Ak Parti'nin Ekonomi Politikaları (3)
Erdoğan iktidarının
ilk yıllarında medya, TSK, yargı, bürokrasi ve sermaye ile mücadele etmek
zorundaydı. Diğer yandan dışarıda Batı ve içeriden de Gülenciler (TSK, yargı,
bürokrasi) tarafından destekleniyordu. Ancak ne olursa olsun güçlü bir halk
desteği olmadan ayakta duramazdı. Bir sonraki seçimi alabilmesi için halkı yıllarca
süren ekonomik buhrandan kurtarması gerekiyordu ve nitekim bunu başardı.

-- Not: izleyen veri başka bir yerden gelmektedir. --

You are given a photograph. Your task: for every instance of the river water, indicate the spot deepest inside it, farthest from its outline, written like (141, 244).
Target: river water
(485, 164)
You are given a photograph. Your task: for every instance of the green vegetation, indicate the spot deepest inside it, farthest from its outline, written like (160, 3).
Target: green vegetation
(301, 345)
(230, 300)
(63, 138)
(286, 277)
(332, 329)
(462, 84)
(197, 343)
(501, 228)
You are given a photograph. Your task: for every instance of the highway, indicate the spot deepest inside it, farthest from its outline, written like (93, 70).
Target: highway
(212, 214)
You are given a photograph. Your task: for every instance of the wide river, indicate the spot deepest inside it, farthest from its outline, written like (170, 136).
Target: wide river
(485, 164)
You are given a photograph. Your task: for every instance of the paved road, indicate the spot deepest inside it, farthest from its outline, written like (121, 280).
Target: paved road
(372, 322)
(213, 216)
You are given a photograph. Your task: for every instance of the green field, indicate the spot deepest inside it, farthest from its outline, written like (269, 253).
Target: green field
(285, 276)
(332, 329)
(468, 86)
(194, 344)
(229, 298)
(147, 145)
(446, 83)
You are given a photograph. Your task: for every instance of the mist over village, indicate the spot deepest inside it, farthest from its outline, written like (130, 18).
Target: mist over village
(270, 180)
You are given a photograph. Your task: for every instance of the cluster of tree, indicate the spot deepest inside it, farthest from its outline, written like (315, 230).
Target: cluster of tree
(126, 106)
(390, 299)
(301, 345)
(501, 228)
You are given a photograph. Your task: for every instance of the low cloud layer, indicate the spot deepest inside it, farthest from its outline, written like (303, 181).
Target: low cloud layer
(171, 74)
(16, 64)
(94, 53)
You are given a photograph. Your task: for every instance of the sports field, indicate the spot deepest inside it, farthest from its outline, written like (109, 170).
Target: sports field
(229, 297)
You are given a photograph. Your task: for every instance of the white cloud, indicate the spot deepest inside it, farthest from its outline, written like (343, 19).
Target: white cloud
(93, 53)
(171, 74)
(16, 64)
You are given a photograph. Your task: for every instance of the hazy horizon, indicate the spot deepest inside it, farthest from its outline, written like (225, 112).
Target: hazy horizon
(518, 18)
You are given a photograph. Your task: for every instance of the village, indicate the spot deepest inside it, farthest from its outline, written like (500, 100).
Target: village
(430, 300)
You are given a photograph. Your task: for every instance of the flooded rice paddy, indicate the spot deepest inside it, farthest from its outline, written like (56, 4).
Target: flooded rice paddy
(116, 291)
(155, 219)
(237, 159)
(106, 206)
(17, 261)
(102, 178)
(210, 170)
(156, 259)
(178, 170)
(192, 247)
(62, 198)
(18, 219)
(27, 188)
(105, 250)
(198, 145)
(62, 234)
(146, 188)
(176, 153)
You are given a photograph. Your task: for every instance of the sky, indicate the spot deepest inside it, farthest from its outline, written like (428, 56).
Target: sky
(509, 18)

Erdoğan iktidara geldiğinde döviz olması gerekenden zaten yüksekti. Merkez
Bankası’nın faiz politikaları da dövizi baskılamak üzerineydi. Bu uygulamalar
ikinci dönemde de aynen devam edecekti.
Kurların olması
gereken seviyeye gelmesini beklemek mantıklıydı. Ama yükselmesi gereken döviz
sabit bırakılınca ihracatçıların işi zorlaşmaya başladı. Erdoğan’ın dış
ticaretten sorumlu bakanı Kürşat Tüzmen’e düzülen methiyelere şerh düşmemiz
gerekiyor. Evet 2002 yılında 36 milyar dolar olan ihracatı 2008 yılında 132
milyar dolara kadar çıkarttı. Ama aynı dönemde ithalatımız da 51 milyar
dolardan 202 milyar dolara çıktı. 2002’de İhracatın ithalatı karşılama oranı %
70 iken 2008’de % 65,5’e geriledi. Bunun faturasını toptan Kürşat Tüzmen’e
kesmek de hakkaniyetli değil. Zira ihraç kalemlerimizin hammadde ve enerji
ihtiyacı büyük oranda ithalata bağımlı. Ayrıca milletimizin biraz refah görünce
ithal lüks malları tüketme eğilimi var.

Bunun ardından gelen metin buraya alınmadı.